Medical Care and the Consumer
THE year 1960 may well come to mark the turning point in the American medical profession’s social and economic relations with the American public. Several developments which have taken place during this year indicate rather clearly that organized medicine has lost its absolute control over the distribution of medical care-that the power of decision in these matters is beginning to pass into the hands of the general public and those who represent its interests. To be sure, the profession has not exactly suffered a rout: it retains, as it should, unconditional power over the content of medicine-the technology of medical care. Also it continues to have a powerful influence in determining the kind and scope of medical service offered to the public. But the fact remains that in the matter of how medical care is to be distributed, the profession is now rapidly losing ground to the consumer public, led largely by organized labor and government.

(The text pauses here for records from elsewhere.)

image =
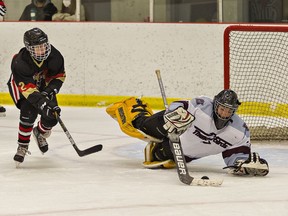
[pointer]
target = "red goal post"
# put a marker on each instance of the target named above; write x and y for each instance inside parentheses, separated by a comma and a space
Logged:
(256, 68)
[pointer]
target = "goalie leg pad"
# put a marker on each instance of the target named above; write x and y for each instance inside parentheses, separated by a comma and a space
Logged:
(126, 111)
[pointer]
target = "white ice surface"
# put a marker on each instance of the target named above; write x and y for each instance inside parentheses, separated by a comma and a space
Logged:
(113, 182)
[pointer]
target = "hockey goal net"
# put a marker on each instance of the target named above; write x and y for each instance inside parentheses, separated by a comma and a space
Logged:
(256, 68)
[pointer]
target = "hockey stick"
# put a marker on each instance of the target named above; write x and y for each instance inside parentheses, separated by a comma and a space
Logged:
(178, 155)
(81, 153)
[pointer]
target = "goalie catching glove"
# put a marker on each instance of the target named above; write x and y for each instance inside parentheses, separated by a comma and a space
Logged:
(253, 166)
(177, 121)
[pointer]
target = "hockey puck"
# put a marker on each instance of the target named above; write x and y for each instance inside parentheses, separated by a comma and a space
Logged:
(205, 177)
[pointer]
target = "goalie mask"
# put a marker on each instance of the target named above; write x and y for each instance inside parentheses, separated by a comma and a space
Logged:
(36, 42)
(225, 105)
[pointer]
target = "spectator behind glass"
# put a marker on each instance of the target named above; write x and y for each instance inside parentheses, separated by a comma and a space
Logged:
(39, 10)
(68, 12)
(2, 13)
(2, 10)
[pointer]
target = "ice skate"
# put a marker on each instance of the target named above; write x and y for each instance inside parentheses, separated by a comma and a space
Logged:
(41, 139)
(2, 111)
(20, 154)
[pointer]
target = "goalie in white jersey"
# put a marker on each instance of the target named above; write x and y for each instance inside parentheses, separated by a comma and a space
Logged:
(205, 126)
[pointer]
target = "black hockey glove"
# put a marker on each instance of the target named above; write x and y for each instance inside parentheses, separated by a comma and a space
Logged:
(49, 11)
(253, 166)
(49, 92)
(2, 10)
(48, 108)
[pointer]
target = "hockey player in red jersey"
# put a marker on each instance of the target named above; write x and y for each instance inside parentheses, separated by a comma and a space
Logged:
(37, 76)
(205, 127)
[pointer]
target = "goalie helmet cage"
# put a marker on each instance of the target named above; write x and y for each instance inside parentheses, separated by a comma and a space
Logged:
(256, 67)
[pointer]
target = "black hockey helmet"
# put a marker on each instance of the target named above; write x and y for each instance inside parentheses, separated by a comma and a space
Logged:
(36, 42)
(225, 104)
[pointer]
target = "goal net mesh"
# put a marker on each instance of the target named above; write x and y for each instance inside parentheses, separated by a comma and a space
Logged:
(256, 67)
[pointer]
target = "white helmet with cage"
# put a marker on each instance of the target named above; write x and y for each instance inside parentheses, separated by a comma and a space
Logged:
(36, 42)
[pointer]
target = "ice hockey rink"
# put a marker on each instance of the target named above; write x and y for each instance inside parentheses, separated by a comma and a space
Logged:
(113, 182)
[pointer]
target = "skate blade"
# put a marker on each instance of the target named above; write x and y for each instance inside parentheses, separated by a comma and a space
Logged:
(17, 164)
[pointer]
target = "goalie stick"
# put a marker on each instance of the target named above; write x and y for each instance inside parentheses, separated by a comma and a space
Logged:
(81, 153)
(178, 155)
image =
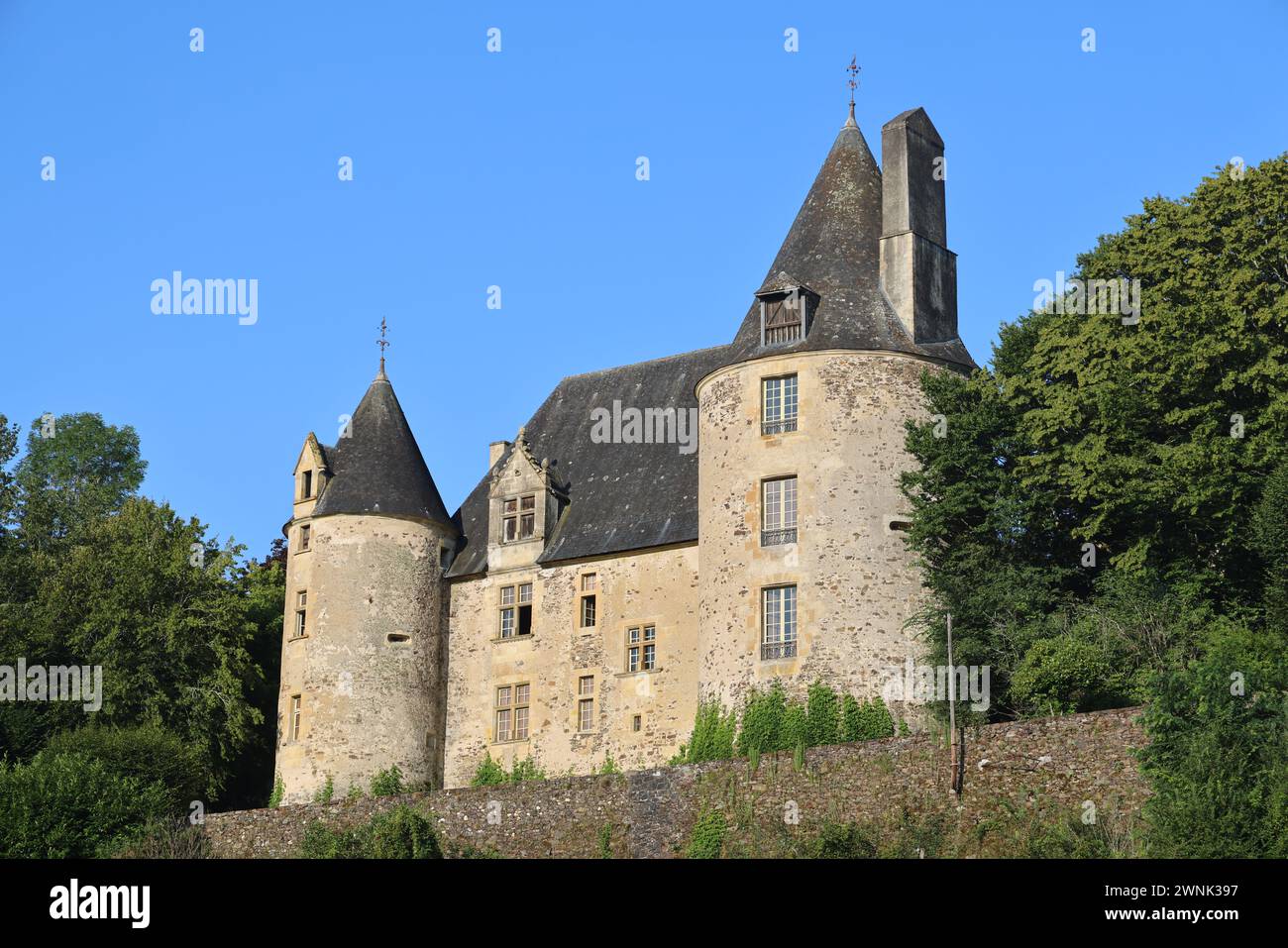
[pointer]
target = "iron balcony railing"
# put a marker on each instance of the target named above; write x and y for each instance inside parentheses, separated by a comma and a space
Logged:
(773, 537)
(778, 427)
(778, 649)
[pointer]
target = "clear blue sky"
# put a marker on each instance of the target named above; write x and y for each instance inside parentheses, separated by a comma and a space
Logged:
(518, 168)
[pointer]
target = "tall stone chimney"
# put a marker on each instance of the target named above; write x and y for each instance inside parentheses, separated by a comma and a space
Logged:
(918, 272)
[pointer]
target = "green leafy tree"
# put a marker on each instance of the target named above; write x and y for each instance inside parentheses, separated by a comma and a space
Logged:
(1218, 753)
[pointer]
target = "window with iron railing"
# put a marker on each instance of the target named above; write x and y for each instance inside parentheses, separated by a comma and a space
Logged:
(778, 511)
(778, 404)
(778, 635)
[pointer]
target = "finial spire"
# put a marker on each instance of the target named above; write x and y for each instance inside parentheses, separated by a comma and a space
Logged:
(384, 344)
(853, 68)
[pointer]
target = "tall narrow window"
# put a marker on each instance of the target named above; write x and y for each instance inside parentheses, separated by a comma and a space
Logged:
(780, 622)
(520, 711)
(588, 600)
(301, 601)
(518, 518)
(778, 404)
(778, 511)
(527, 515)
(587, 702)
(640, 648)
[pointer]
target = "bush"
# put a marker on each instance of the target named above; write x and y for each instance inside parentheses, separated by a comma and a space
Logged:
(147, 754)
(386, 782)
(73, 805)
(399, 833)
(489, 773)
(707, 837)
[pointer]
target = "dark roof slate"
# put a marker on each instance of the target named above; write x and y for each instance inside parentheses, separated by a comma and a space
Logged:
(378, 469)
(833, 249)
(621, 496)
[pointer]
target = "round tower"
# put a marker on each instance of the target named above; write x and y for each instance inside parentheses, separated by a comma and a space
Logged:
(804, 570)
(365, 651)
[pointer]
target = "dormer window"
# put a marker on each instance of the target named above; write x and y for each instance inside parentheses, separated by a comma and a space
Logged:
(518, 518)
(785, 314)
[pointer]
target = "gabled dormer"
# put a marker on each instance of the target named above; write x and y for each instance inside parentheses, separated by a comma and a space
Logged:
(786, 309)
(310, 475)
(523, 506)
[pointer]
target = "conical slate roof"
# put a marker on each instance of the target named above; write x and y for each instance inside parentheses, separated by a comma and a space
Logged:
(833, 250)
(378, 467)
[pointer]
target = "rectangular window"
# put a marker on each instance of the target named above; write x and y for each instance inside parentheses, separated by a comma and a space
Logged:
(780, 622)
(511, 712)
(642, 648)
(510, 522)
(778, 511)
(778, 404)
(527, 515)
(587, 702)
(520, 712)
(518, 518)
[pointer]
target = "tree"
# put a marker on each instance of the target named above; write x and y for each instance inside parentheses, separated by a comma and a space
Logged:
(75, 471)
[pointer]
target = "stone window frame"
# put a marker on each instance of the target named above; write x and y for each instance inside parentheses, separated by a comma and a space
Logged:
(518, 517)
(782, 423)
(514, 605)
(301, 604)
(585, 703)
(782, 532)
(782, 647)
(584, 594)
(640, 644)
(511, 707)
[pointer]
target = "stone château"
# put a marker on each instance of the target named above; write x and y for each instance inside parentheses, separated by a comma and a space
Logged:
(592, 588)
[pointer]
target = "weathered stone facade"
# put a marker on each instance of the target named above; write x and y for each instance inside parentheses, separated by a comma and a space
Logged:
(1050, 763)
(426, 640)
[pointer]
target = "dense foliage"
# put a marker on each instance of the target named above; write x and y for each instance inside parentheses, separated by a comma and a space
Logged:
(1103, 509)
(185, 633)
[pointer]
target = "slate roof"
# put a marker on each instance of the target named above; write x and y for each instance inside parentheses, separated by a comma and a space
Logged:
(378, 468)
(833, 249)
(621, 496)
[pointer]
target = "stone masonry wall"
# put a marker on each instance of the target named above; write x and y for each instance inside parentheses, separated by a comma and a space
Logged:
(1055, 762)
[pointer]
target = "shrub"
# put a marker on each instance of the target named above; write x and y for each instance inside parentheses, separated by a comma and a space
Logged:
(387, 782)
(73, 805)
(274, 798)
(822, 715)
(707, 837)
(489, 773)
(399, 833)
(326, 792)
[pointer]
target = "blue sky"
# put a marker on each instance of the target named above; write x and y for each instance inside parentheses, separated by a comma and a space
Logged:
(516, 168)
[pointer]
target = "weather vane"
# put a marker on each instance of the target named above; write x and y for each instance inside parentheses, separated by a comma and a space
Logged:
(382, 343)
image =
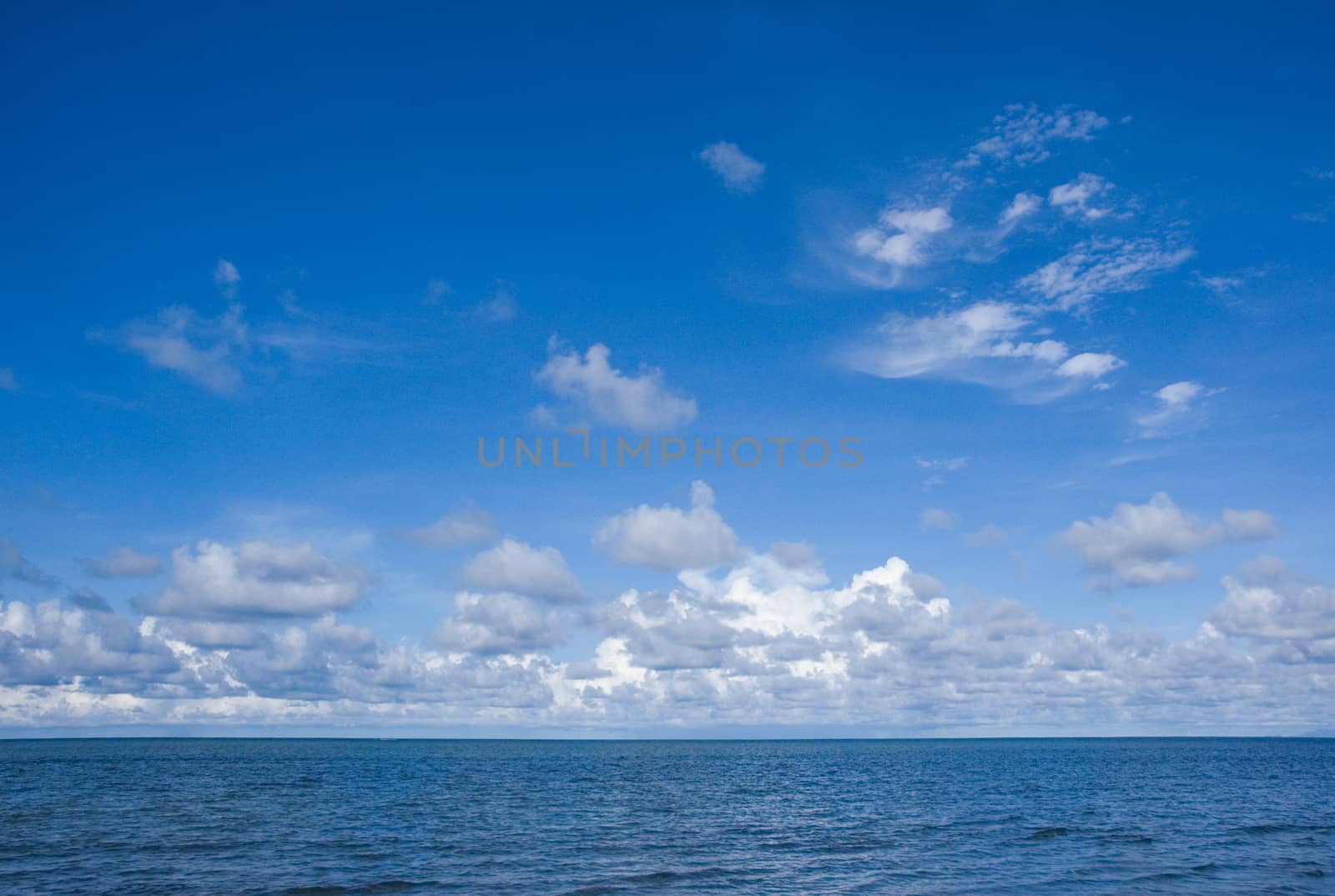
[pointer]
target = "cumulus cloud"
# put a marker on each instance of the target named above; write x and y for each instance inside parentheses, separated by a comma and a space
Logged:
(123, 562)
(1294, 617)
(1101, 267)
(226, 278)
(502, 305)
(47, 644)
(1141, 544)
(981, 344)
(19, 568)
(738, 170)
(1076, 198)
(496, 624)
(451, 531)
(941, 464)
(936, 518)
(1023, 135)
(204, 350)
(764, 642)
(591, 385)
(516, 566)
(1176, 405)
(671, 538)
(988, 536)
(1023, 206)
(257, 578)
(901, 239)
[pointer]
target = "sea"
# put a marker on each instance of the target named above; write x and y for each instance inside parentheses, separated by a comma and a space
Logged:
(334, 818)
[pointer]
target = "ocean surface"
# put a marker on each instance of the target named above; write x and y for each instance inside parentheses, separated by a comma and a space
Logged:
(314, 818)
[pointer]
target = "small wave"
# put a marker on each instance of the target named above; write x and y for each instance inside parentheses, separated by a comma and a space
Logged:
(1048, 833)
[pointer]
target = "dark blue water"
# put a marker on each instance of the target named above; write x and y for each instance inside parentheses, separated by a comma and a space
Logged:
(322, 816)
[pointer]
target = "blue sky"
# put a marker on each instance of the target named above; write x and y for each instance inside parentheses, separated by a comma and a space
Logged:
(1063, 274)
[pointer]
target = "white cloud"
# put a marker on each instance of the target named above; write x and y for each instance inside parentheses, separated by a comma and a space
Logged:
(1294, 616)
(593, 386)
(943, 464)
(123, 562)
(761, 644)
(465, 528)
(204, 350)
(1250, 524)
(19, 568)
(671, 538)
(1023, 206)
(437, 291)
(1023, 135)
(258, 578)
(500, 624)
(1141, 544)
(1076, 198)
(1091, 365)
(980, 344)
(516, 566)
(226, 278)
(501, 306)
(936, 518)
(738, 170)
(1101, 267)
(1176, 406)
(901, 239)
(988, 536)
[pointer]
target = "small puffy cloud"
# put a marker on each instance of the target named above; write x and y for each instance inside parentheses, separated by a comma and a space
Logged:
(934, 518)
(1250, 524)
(988, 536)
(793, 555)
(500, 624)
(671, 538)
(257, 578)
(1101, 267)
(437, 291)
(1298, 616)
(47, 644)
(593, 386)
(1023, 135)
(981, 344)
(1176, 406)
(1141, 544)
(204, 350)
(738, 170)
(123, 562)
(943, 464)
(516, 566)
(19, 568)
(502, 305)
(1076, 198)
(465, 528)
(88, 600)
(226, 278)
(1023, 206)
(901, 239)
(1091, 365)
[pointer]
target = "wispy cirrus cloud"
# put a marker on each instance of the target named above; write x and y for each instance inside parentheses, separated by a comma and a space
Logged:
(1023, 135)
(985, 344)
(1103, 266)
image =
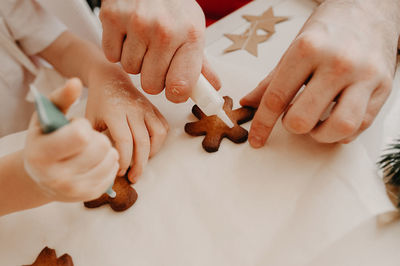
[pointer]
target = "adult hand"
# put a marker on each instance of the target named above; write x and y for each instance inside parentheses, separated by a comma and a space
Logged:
(74, 163)
(162, 40)
(346, 51)
(135, 125)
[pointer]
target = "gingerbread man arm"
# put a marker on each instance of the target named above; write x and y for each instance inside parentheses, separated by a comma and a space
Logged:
(212, 142)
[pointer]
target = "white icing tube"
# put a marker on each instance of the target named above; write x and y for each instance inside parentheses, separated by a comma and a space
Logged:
(209, 100)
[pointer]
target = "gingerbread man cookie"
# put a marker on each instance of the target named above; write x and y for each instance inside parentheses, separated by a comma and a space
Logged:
(125, 198)
(48, 257)
(215, 130)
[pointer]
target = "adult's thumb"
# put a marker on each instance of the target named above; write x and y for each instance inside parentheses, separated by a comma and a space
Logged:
(64, 97)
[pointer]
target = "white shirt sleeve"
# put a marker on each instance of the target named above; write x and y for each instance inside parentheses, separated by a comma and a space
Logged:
(30, 24)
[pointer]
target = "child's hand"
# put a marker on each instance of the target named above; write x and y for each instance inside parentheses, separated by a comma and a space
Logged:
(74, 163)
(136, 126)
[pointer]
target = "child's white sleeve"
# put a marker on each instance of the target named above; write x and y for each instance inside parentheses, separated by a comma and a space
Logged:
(30, 24)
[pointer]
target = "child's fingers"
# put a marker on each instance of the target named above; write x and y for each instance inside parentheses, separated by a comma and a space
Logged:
(93, 183)
(142, 147)
(92, 155)
(64, 97)
(122, 137)
(157, 132)
(61, 144)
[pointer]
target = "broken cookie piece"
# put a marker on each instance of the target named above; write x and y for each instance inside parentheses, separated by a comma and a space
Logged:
(215, 130)
(48, 257)
(125, 198)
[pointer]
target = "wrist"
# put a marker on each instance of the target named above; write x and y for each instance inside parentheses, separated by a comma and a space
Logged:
(17, 190)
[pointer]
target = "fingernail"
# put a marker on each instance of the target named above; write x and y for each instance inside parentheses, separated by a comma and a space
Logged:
(256, 141)
(121, 172)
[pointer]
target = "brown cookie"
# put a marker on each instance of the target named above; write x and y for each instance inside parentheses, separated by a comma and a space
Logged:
(125, 198)
(215, 130)
(48, 257)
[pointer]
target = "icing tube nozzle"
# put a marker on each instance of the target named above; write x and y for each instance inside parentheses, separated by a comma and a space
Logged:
(51, 119)
(209, 100)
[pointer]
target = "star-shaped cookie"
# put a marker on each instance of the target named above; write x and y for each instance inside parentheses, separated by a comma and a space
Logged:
(48, 257)
(125, 198)
(215, 130)
(266, 21)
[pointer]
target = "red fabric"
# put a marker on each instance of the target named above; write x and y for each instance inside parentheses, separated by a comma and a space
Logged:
(216, 9)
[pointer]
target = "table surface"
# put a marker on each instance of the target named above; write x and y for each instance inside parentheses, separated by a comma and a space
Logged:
(286, 204)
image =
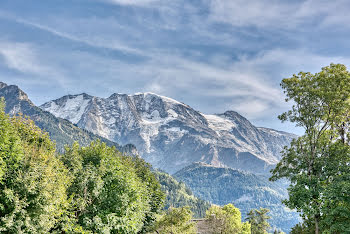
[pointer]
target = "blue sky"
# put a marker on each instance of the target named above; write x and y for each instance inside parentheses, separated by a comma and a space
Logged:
(214, 55)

The most publicized gain this year was the decision by both the Democratic and the Republican parties and their respective presidential candidates to defy the American Medical Association by supporting government medical care for part of the general public-those persons over sixty-five. The debate over the Forand bill has been resolved for the present by Congressional approval of legislation which, though limited in scope, commits the federal government to substantially larger contributions to the states’ medical care programs for the aged. The unprecedented bipartisan support of such legislation is significant-the wedge for which labor and other consumer groups, along with sociologists and welfare experts, have been fighting for twenty-odd years.